Last Sunday we were in Rabat. It was our third day in Morocco, the first day we had spent exploring the capital city, a day made for sightseeing, and by 1:00 we had come to our first landmark: the Hassan Tower. Think of an indigo sky lightening to lavender as it approaches the horizon; the vertical glare of the noon sun bearing down on rows of white pillars on which nothing rests; a tower of red sandstone rising forty-four meters above a garden on one side of the pillars; on the other side, the bone-white stone of the mausoleum that holds the remains of Mohammed V, a former king of Morocco; a mosque beside the mausoleum with an emerald roof and doors that pagans are not permitted to enter; the murmur of Arabic, French, and a little English from the tourists walking among the pillars; the palm-breeze from the beach drowning out the sounds and smells of Rabat, leaving only a scent of street-dust and the warble from the birds that flit over the empty garden.
And think of walking among those pillars and gazing up at the tower: wondering whether these are the ruins of a fortress, or a palace, or some other structure you do not know the name for. There are many things in Rabat that have thrown me forcefully into the past — markets filled with fish-vendors and silver-smiths and rug-weavers, an occasional mule-drawn cart pushing through a narrow street — but nothing has displaced me as these ruins did. I looked up at the tower, and for a moment I was adrift: small and impermanent and sharply aware of the centuries these stones had endured; suspicious, too, that there was something hidden in the cracked stone I did not understand, that I would not understand even if I studied the tower under a microscope. I could not help myself. I wanted to brake the train. I wanted to see the leaves on the water.

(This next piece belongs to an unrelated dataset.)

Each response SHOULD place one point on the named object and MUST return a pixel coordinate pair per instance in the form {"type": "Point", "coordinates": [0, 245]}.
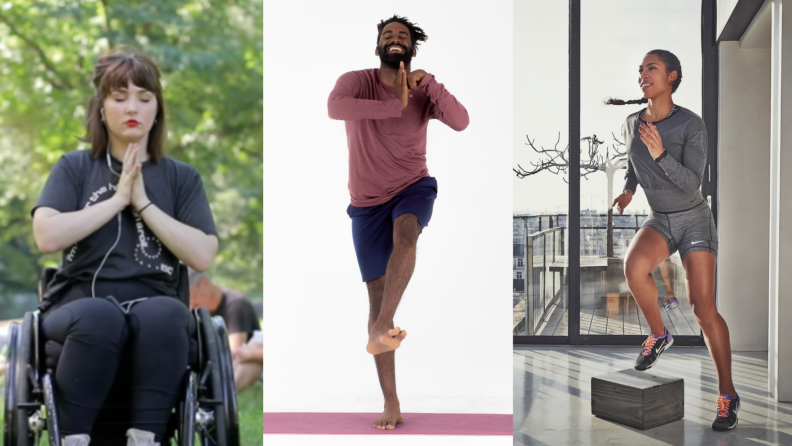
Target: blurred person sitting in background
{"type": "Point", "coordinates": [244, 335]}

I walked up to the door at the base of the tower. It was a massive thing: a giant’s door of warped wood, studded with iron, secured with three separate padlocks. I stared at the locks. A minute passed, then another member of our group called out to me. It was late, and we should have left half-an-hour ago, and the rest of the group had clambered on top of the pillars and begun posing for pictures. There were tourists climbing on top of pillars everywhere — there were so many of us that only half of the women I saw wore the hijab. The ruins do not fit into words, and even less of them fit into pictures, which cannot hold the dust-scent, or the birdsong, or even the breeze.